Don’t get me wrong here. DRY is not an antipattern. But it has to be used responsibly. I have a rule with DRY that if something repeats in a small context (in a single class) then it’s no-brainer mostly, and I’m drying this thing. But if I have two duplications in a larger context, for example in two separate controllers, then I do nothing. I observe and if I have to use the same piece of code third time somewhere else, I’m considering some extraction.

Problem 3: YAGNI

YAGNI - you ain’t gonna need it.

Sometimes we like to show off. We like to think of ourselves as awesome developers and our ego tells us we make a code that is the best in the world. Sometimes we are even so smart that we predict how our components will be used in the future, or what our client would like to have. And we often waste time with a work like that. We try to satisfy the task requirements, our ego and the future tasks requirements.

Or we are using sometimes wrong tools for simple things. I have seen that someone introduced an ElasticSearch engine just to search by fields like name/surname on the database with 100 records. I have seen a dockerized environment in the project with 6 controllers, few models and the simple DB connection. I have seen microservices that were doing stuff that could be done in the main application. Why? Cause someone thought that it would be nice to have this now, so when something change (we get more users, we plan on developing new features in the microservice) we are ready.

Solution: Well, the solution is simple. Don’t overengineer. Use TDD techniques to meet the requirement of the given task and as soon as it is green and refactored, stop. Take a minute to think of the solution but don’t try to introduce nice features for the future. Try to predict what may happen, but consider this as an option, not as a immediate task to do.

Problem 4: Cache early

Why do we cache? To boost our performance. I can’t imagine, especially e-commerce shops, to not cache their products for example. They do this to make shopping easy. Pages are loading fast, you can just explore the site without uncomfortable loading times. Problem is when you cache at the very beginning of your project to hide the performance issues. Your code is ineffective and your page loads are a nightmare. If you apply the cache on the top of it, you will gain a performance boost. But you hide the real issue under the carpet.

Solution: Use cache responsibly. If you have a performance issue, the cache is the last thing you can think about. If you do everything to optimize your request and the result is not satisfying then it’s probably worth considering a cache solution. But we all know how easy it is to write a bad query using ActiveRecord ORM so optimizing should be the first step to take.

Problem 5: Todo comments

I saved this as the last point. Why do I think it’s bad? I have seen many projects with a lot of TODO in the code. TODO improve this, TODO refactor, TODO do we need this?. I noticed that we sometimes write the todo comment just to have an excuse for writing the bad code. It feels so easy to write the code that works but it’s a bit messy and write a TODO refactor at the top of the method. Problem is, these todos are going to be there forever. And if you start using todos more and more in the codebase it’s obvious that you won’t have time to fix 200+ todo comments.

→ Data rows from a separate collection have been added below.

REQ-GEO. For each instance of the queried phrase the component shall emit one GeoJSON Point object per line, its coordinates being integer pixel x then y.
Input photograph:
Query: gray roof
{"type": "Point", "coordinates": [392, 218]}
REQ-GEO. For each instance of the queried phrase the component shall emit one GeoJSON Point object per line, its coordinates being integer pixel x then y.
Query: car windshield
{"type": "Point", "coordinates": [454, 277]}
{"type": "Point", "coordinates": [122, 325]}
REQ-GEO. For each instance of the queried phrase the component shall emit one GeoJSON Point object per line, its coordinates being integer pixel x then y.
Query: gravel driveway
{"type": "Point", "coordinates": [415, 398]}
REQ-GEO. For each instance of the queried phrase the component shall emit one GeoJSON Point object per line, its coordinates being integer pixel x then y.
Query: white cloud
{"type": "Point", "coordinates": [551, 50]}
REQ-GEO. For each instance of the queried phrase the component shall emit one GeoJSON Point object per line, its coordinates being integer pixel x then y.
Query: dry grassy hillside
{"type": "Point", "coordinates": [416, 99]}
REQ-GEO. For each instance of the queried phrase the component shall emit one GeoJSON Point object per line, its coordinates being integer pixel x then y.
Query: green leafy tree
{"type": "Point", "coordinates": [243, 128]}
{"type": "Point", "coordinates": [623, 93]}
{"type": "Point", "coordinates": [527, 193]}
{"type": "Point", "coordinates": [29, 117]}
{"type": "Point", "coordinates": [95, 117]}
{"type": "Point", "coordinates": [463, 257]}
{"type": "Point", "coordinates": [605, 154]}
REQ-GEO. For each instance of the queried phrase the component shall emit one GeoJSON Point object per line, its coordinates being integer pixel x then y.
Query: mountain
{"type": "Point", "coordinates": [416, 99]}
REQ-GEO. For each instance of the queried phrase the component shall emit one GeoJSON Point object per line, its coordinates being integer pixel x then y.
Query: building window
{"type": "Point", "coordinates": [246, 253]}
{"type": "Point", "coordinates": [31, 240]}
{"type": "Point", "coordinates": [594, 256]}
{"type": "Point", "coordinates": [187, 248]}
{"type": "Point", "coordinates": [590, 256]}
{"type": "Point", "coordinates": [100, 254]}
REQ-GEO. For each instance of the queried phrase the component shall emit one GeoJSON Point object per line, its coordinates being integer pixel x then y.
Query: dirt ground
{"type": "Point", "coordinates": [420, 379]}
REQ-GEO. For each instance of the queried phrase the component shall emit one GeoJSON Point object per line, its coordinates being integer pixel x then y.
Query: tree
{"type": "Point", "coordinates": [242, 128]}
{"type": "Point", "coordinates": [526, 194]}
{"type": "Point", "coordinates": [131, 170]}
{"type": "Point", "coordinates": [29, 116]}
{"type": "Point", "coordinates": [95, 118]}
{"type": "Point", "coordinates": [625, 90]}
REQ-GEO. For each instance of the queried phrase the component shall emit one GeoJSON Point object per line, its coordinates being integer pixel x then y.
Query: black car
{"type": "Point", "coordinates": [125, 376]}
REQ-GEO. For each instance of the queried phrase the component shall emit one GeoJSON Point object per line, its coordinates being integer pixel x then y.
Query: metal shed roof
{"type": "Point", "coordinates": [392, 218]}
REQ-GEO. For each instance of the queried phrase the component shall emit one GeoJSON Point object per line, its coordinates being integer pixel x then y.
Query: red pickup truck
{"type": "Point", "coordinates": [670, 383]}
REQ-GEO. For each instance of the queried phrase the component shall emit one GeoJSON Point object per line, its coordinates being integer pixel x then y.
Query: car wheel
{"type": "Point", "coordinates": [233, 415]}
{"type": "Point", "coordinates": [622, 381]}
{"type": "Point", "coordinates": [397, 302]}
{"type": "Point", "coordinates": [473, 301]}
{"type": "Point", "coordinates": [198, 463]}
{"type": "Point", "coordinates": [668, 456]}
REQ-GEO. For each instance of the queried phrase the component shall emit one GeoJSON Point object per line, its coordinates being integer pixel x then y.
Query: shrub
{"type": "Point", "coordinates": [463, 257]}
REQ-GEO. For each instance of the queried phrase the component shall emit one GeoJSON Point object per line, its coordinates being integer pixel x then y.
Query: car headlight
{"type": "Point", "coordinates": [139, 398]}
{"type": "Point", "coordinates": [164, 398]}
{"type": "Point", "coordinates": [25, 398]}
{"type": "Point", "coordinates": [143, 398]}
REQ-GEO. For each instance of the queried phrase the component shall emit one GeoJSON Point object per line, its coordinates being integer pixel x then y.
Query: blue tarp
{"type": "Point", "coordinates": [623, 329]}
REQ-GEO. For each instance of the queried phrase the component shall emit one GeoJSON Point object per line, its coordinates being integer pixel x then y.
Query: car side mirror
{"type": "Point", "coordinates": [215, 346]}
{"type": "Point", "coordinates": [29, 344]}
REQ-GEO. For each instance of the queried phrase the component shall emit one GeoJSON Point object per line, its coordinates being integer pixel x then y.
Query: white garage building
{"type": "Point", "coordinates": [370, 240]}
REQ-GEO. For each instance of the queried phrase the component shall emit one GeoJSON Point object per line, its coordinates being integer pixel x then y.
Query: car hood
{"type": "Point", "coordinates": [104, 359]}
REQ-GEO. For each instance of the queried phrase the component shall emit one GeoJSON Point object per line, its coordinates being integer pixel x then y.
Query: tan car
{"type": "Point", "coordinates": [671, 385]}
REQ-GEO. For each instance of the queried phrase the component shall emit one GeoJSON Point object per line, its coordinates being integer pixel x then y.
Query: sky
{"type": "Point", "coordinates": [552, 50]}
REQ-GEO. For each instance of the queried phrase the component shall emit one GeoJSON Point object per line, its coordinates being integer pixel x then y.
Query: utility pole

Don’t write todo comments. If you feel that the code you wrote is just bad, refactor it. If you feel that something has to be done, put the task into the backlog with medium priority (however it may be a dead end too, just depends on how the project is developed). Another way to deal with messy places is a boy scout rule. Every time you do something around the place that might be refactored in your opinion, just do this. This way you got more chances that your codebase is in the good condition.


It’s easy to write the code. It’s easy to create a working rails app. The real cost comes with maintenance time. And if the maintenance is already painful, new features are very hard to introduce. Less time you spent in the early phase, more time you need to spend later. And as we know, the time is money.